Results

Fig. 1 and 2 shows the results of colony PCR of E. coli transformed to confirm whether the target DNAs genes ① and ② synthesized have been cloned into the vector BBa_J04450.

Fig. 1 Genes ①

Fig. 2 Genes ②

For Fig. 1, bands were confirmed in lanes 1, 2, 3, and 4 nearby the target molecular weight of 720 bp.
For Fig. 2, bands were confirmed in lanes 1, 2, 3, and 4 nearby the target molecular weight of 1400 bp.

Furthermore, sequencing was performed to confirm that the cloning was performed correctly. And we get results that genes ① was 100% identical to the target sequence, but we failed to identify our target sequence in genes ②.

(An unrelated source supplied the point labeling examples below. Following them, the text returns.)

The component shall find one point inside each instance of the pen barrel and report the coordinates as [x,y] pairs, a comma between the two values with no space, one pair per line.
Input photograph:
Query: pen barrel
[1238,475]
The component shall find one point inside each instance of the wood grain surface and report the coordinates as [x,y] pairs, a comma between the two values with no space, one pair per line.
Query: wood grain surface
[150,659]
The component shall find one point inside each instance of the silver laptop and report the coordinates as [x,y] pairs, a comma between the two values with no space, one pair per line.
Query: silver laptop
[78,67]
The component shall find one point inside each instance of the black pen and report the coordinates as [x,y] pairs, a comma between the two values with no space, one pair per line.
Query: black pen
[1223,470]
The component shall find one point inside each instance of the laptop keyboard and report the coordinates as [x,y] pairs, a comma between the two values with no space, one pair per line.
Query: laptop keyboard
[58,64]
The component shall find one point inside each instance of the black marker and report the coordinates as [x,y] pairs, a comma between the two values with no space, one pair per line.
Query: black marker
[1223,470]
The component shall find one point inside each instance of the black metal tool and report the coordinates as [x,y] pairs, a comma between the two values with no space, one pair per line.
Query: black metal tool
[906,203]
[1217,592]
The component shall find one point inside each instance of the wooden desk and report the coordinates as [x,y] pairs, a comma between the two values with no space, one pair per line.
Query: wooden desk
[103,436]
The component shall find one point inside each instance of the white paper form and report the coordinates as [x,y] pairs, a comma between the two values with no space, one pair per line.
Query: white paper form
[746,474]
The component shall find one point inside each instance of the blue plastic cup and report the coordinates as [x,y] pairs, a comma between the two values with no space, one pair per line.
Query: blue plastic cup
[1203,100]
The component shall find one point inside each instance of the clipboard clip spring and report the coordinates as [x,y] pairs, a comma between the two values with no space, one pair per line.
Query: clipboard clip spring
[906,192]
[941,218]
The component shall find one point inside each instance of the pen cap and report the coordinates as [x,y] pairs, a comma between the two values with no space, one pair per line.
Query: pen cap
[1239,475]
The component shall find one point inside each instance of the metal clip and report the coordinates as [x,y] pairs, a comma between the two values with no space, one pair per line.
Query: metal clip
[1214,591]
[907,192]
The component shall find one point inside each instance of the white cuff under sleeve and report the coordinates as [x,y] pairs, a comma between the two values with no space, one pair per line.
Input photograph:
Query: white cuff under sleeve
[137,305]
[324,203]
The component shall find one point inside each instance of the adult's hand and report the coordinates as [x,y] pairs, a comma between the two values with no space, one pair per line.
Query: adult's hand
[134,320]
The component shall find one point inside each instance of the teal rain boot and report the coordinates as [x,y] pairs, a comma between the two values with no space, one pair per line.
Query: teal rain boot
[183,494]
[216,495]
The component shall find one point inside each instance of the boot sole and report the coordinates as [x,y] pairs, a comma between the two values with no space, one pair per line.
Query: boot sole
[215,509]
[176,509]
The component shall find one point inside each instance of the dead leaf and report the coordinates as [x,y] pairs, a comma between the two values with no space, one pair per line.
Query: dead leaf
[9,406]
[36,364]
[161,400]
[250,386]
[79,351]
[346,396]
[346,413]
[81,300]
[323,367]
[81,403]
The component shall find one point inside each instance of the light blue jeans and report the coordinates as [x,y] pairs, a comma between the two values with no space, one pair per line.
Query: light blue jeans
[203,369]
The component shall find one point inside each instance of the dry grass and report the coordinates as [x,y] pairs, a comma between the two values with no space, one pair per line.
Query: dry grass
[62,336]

A vector containing the promoter of the target gene ① (BBa_I0500, BBa_14032, BBa_I13453) fig. 3, 4 and 5 in order shows the results of colony PCR of transformed E. coli to confirm that they were successfully cloned.

Fig. 3 BBa_I0500

Fig. 4 BBa_I13453

Fig. 5 BBa_I14032

Fig. 3 shows no band in all lanes 2, 3, 4 and 5.
In Fig. 4, bands were confirmed in lanes 3, 4, and 5 nearby the target molecular weight of 810 bp.
In Fig. 5, a band near to the target molecular weight of 765 bp was confirmed in lanes 2, 3, and 4.
From the results shown above, we know that the plasmid we designed was constructed succesfully.